Former MP gets Sh20m for unlawful detention

A former MP has been awarded Sh20m compensation for unlawful detention during the attempted 1982 coup.

Lady Justice Kalpana Rawal ruled that the detention of former Alego-Usonga MP Otieno Mak’Onyango for five years without trial was unconstitutional, illegal and unjustified and that he was entitled to payment of damages for the inhuman act committed by state officers.

“No role can be done by state officers without remedy. Mr Mak’Onyango lost five years without friends or family and the violation of his rights he went through cannot be wished away.

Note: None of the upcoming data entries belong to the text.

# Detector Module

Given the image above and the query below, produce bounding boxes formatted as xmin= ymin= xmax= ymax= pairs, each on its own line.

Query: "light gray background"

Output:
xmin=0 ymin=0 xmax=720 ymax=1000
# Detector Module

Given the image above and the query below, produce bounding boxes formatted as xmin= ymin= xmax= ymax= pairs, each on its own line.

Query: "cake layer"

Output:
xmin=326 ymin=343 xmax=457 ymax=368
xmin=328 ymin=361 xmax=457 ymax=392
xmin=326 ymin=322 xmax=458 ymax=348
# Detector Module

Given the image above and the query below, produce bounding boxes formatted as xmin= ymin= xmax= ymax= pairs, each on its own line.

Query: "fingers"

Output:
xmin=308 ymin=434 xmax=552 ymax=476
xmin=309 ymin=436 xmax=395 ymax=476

Sh20 million is therefore a fairer and reasonable amount to compensate him,” ruled judge Rawal.

The judge, however, absolved former president Moi from any liability, ruling that there was no evidence of personal misconduct in the detention of Mr Mak’Onyango and that it is the Attorney General who should carry the burden of illegal acts perpetrated by the government.

She said that the facts that Mr Mak’Onyango was unlawfully held in custody was not in dispute, adding that the AG failed to explain why he was held for 14 days at the GSU headquarters without being told the charges against him and being denied opportunity to talk to his family or his lawyers.

Solely liable

She ruled that the state is solely liable for holding Mr Mak’Onyango in detention without trial even after a chief magistrate directed that he be charged in a court of law.

The judge dismissed the AG's defence that Mr Mak’Onyango’s lawyers had signed a consent to delay his trial for eight months, ruling that an illegality cannot be cured by a consent even if the complainant agreed to it.

She ruled that the state contravened statutory laws by denying the former MP a fair hearing after failing to establish any evidence linking him to the attempted coup.

While discharging the former president from any liability, the judge ruled that the complaints raised by Mr Mak’Onyango were perpetrated by police officers who were under instructions to enforce the law.

“Any court shall not hesitate to hold the former president liable if proved he committed any unlawful act but in this case, it his personal involvement as head of state has not been proved and therefore discharge him from any liability,” ruled the judge.

Mr Mak’Onyango had submitted that Mr Moi should be personally held responsible for his detention because as the head of state, he had the preserve of ordering people to be detained and that the security officers only acted on his behalf to execute his wishes.

Personal honour

Lady Justice Rawal, however, declined to award the former MP claims for exemplary damages for loss of employment, personal honour and dignity.

She ruled that although it was not in dispute that he lost his job as a journalist, it was not right to claim he has been deprived gainful employment since he went on to publish a magazine and was one time a Member of Parliament for five years after being released from detention.

Mr Mak’Onyango sued the AG and the former president for his arrest after the 1982 attempted coup and subsequent four-year detention without trial claiming they should be held responsible for the misconduct and action of torture meted on him by the police.

The former MP was arrested in August 1982 from his place of work at the Standard newspapers without a warrant of arrest and held at the GSU headquarters for 14 days before the AG terminated his case and subsequently released by the High Court.

He was, however, re-arrested soon after the release and detained for four years without trial. He cited the particulars of malice as lack of evidence linking him to the attempted coup, inhuman treatment, torture, cruelty, loss of employment and demanded a total of Sh1.4 billion compensation.